To state, as verse 13 does, that salvation comes not by blood means that it cannot be inherited by birthright. In saying that it is not of men, means that no man can confer salvation upon another, as many religions teach. In saying that it is not of the will of the flesh means that salvation does not come by way of men unilaterally willing it upon themselves. The last three words of verse 13 sum up the truth of Christianity: only the living God can impart eternal life.

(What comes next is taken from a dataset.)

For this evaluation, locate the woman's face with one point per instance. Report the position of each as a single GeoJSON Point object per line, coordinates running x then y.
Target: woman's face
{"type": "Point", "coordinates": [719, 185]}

What about evangelism? The Bible is clear that believers are to share the gospel with a lost and fallen world. To deny unconditional election is to misrepresent God's Word and, therefore, God Himself. To deny personal responsibility in evangelism is not only to misrepresent the Bible, it's downright disobedient. That God uses secondary means, in this case our faithfulness in evangelism, to accomplish His purpose of salvation in no way denies the fact that He is the sovereign first cause of that salvation (cf. Acts 18:9-10).

The issue, therefore, isn't whether the elect will come to salvation, the issue is whether you and I will be obedient in sharing the truth that God uses to lead them there.

The fact that God grieves over the fallen estate of men should be reflected in our grief as well. As the great preacher of the 19th century, Charles H. Spurgeon once confessed:

"I would pluck my eyes from their sockets and cast them from me for they do not grieve for the lost as they should."

I admire how men like Spurgeon have maintained a biblical balance in a passion for evangelism as well as belief in God's sovereignty (and blessing!) in evangelism. We would do well to follow in their example.